The new grant, from the National Institute of Mental Health of the National Institutes of Health, funds the continued efforts of researchers in the Infant Brain Imaging Study network. The scientists are looking for differences in the brains of children who are at risk for autism. This knowledge could be used to link such brain differences to behavior that is linked to autism, helping to identify very young children at high risk of the disorder.

IBIS network researchers will conduct MRI brain imaging studies on infant siblings of children with autism diagnoses. Such children are known to have a 20 percent chance of developing autism spectrum disorder themselves. In previous work, Infant Brain Imaging Study network researchers demonstrated that specific findings on MRI scans in children as young as 6 months of age can accurately predict which children later will be diagnosed with autism. They also have identified behaviors that indicate a high risk for a later autism diagnosis.

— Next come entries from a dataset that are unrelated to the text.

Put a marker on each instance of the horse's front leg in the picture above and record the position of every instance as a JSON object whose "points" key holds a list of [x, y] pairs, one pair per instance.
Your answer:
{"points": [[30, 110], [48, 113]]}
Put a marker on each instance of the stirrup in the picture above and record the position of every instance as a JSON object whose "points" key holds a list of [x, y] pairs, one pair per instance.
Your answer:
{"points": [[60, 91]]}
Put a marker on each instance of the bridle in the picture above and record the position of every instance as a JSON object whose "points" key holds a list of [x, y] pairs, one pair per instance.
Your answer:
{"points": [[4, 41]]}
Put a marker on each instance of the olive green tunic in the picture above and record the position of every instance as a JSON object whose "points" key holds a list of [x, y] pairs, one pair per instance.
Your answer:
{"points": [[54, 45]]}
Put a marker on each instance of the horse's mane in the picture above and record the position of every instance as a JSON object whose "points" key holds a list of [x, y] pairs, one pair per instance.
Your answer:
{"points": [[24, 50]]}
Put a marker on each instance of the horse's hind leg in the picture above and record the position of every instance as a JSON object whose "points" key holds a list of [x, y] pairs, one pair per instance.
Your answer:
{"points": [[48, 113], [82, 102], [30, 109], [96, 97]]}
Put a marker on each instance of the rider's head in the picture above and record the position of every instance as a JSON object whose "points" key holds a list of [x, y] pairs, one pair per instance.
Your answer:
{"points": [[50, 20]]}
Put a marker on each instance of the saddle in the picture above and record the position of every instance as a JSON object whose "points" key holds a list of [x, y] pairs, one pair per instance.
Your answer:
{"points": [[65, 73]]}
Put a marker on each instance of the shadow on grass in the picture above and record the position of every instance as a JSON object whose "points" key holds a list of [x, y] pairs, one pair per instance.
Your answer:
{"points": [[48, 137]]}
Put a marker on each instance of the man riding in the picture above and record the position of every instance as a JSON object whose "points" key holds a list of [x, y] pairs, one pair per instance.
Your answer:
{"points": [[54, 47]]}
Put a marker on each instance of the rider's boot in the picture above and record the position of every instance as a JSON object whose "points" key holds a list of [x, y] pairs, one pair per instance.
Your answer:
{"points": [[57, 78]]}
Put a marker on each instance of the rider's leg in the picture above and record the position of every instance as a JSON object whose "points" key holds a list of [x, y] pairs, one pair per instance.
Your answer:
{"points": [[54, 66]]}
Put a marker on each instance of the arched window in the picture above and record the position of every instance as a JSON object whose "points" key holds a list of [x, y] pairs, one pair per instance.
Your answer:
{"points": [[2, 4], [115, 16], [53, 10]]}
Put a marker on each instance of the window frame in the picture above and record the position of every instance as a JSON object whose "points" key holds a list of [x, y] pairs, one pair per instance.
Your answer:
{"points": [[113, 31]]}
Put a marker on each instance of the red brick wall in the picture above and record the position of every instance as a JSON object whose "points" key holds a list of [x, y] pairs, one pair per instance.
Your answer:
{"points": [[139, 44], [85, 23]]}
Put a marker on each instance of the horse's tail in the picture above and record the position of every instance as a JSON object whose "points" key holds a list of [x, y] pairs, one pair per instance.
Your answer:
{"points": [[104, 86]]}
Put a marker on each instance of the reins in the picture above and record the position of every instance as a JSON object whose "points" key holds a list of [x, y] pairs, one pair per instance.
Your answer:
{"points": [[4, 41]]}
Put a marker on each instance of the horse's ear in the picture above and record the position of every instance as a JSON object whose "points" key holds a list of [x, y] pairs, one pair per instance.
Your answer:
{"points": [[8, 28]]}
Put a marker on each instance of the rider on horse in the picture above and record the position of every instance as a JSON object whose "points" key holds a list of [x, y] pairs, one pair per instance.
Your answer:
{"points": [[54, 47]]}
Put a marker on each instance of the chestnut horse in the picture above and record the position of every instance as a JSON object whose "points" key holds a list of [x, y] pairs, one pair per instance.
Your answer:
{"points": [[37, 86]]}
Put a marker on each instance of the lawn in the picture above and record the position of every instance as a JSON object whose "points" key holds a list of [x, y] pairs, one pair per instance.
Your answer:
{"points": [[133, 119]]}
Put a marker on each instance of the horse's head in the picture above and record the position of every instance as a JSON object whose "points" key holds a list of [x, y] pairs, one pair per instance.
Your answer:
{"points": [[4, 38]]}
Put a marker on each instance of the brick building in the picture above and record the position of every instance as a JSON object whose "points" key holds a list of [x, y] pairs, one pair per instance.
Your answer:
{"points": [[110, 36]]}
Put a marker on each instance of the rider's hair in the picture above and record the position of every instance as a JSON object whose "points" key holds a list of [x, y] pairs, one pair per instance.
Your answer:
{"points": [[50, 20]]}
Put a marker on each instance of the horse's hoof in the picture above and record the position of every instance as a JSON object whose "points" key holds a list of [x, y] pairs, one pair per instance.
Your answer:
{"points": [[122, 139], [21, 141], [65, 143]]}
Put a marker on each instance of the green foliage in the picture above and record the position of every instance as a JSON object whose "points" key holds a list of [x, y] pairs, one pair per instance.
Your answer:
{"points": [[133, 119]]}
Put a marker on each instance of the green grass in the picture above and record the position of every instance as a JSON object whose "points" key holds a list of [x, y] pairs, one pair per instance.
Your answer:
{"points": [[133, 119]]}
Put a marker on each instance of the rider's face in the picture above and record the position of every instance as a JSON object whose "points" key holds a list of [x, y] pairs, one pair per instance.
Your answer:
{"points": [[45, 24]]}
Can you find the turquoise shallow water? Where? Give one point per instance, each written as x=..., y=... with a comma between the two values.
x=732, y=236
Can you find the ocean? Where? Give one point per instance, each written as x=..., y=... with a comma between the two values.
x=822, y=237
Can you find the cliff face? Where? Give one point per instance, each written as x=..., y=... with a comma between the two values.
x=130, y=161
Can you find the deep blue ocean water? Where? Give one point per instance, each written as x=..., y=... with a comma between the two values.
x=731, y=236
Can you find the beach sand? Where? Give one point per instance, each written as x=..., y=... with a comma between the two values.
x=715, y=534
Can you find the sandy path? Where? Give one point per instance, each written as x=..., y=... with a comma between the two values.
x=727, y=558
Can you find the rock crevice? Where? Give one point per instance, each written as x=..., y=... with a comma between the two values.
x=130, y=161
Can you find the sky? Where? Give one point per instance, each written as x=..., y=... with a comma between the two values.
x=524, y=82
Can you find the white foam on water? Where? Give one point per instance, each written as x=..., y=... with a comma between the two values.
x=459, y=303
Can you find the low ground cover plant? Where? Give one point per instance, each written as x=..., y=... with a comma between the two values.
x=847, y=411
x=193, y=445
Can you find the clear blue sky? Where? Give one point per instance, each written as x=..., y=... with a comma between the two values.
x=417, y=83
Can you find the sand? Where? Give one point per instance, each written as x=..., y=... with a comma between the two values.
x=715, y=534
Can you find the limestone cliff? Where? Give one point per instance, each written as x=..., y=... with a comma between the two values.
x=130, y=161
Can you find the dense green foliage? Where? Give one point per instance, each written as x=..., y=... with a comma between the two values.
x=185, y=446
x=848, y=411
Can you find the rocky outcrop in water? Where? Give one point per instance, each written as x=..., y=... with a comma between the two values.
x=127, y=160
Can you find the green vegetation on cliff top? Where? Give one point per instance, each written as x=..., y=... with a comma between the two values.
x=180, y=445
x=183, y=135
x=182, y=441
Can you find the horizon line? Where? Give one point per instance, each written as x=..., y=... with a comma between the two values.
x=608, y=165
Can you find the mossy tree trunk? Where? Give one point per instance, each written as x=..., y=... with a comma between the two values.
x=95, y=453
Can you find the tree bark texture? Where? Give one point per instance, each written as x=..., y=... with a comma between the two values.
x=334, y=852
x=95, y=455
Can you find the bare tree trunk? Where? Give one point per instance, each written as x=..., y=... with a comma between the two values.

The research team, led by Dr. John R. Pruett, an associate professor of child psychiatry at Washington University; and by Dr. Joseph Piven, the Thomas E. Castelloe Distinguished Professor of psychiatry, pediatrics and psychology at UNC, will scan the brains of 250 infants in North America. Scientists at the University of Washington in Seattle, Children’s Hospital of Philadelphia, the University of Minnesota, New York University, the University of Alberta and McGill University also will take part in the study.

“Our goal is to identify differences in the brain in infancy that accurately predict which children are most likely to later develop autism so that we can begin to eventually explore the effects of pre-symptomatic treatment in those infants at highest risk,” said Piven, the director of the Carolina Institute for Developmental Disabilities and advisory board member of UNC’s Autism Research Center. “Intervention in the first year of life, prior to consolidation of symptoms leading to diagnosis and at a time when the brain is maximally malleable, holds great promise over the current practice of treating after diagnosis is established at older ages.”

Babies in the study will receive MRI scans while they are sleeping. Those tests will be performed when the infants are 6 and 12 months old, to analyze both the brain’s structure and its functional connections. Infants also will be evaluated for language development, repetitive behaviors, social responsiveness and other behaviors that may help predict an autism diagnosis well before the age of 2.